Un mois seulement pour gérer tout ceci entre l’annonce de l’événement jusqu’à sa tenue. Des inscriptions à la réalisation : tout à concevoir, planifier, gérer, et réaliser. Et non un mois pour faire uniquement le tableau, les inscriptions étant arrivées jusqu’à deux jours avant ce meeting. Tout en gérant le reste de la vie classique du bureau –appels, mails, Boss, cadres, …- mais aussi le recrutement et l’organisation de l’équipe en charge de toute cette organisation (accueil aux gares, navettes, tenir la bagagerie…), vous l’aviez compris. Oui, tout ceci a nécessité un paquet d’heures supplémentaires pour nécessité de service. A-dap-ta-bi-li-té !
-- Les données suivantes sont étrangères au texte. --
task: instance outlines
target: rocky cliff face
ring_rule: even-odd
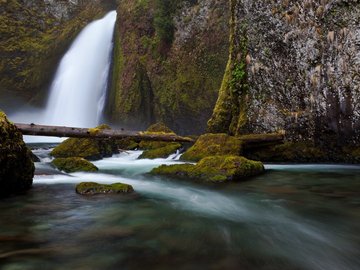
[[[43,91],[73,38],[103,15],[111,2],[1,1],[0,100],[3,96],[46,97]]]
[[[230,3],[230,56],[209,130],[359,141],[360,2]]]
[[[226,66],[228,11],[217,0],[120,1],[109,117],[204,131]]]

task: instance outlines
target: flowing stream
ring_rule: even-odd
[[[63,174],[34,152],[33,189],[0,204],[1,269],[360,269],[359,166],[267,165],[206,186],[146,174],[176,156],[134,151]],[[82,181],[138,196],[77,195]]]
[[[115,21],[116,11],[111,11],[87,25],[76,37],[61,59],[44,110],[19,110],[9,118],[14,122],[44,125],[98,125],[106,96]],[[27,136],[26,141],[44,141],[44,138]]]

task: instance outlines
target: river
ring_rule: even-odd
[[[208,186],[146,174],[175,156],[62,174],[34,152],[33,188],[0,202],[0,269],[360,269],[360,166],[266,165]],[[82,181],[137,196],[81,196]]]

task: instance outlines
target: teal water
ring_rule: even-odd
[[[146,175],[178,161],[139,152],[70,175],[35,152],[33,188],[0,201],[0,269],[360,269],[359,166],[267,165],[215,187]],[[80,196],[82,181],[138,196]]]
C’est un exemple parmi tant d’autres, mais voilà une de mes réalisations probantes. Qui n’aimerait pas avoir une assistante de direction capable d’assurer le quotidien, mais aussi de faire face, dans l’urgence, aux exigences de l’entreprise ? Franchement, je ne vois pas une seconde pourquoi je me priverais d’exposer une expérience qui en dit tant sur mes compétences et mes capacités.

Aussi, si cette personne commet l’erreur de bloquer sur un sigle qui ne signifie en rien mon positionnement politique actuel –j’ai voté à gauche aux cantonales, et si je suis favorable à une hypothèse Juppé (mon rêve) ou Villepin, je ne m’interdis pas de faire preuve d’humour corrézien en cas d’absence d’un de ces hommes-, il n’en reste pas moins que mes opinions politiques relèvent du domaine privé.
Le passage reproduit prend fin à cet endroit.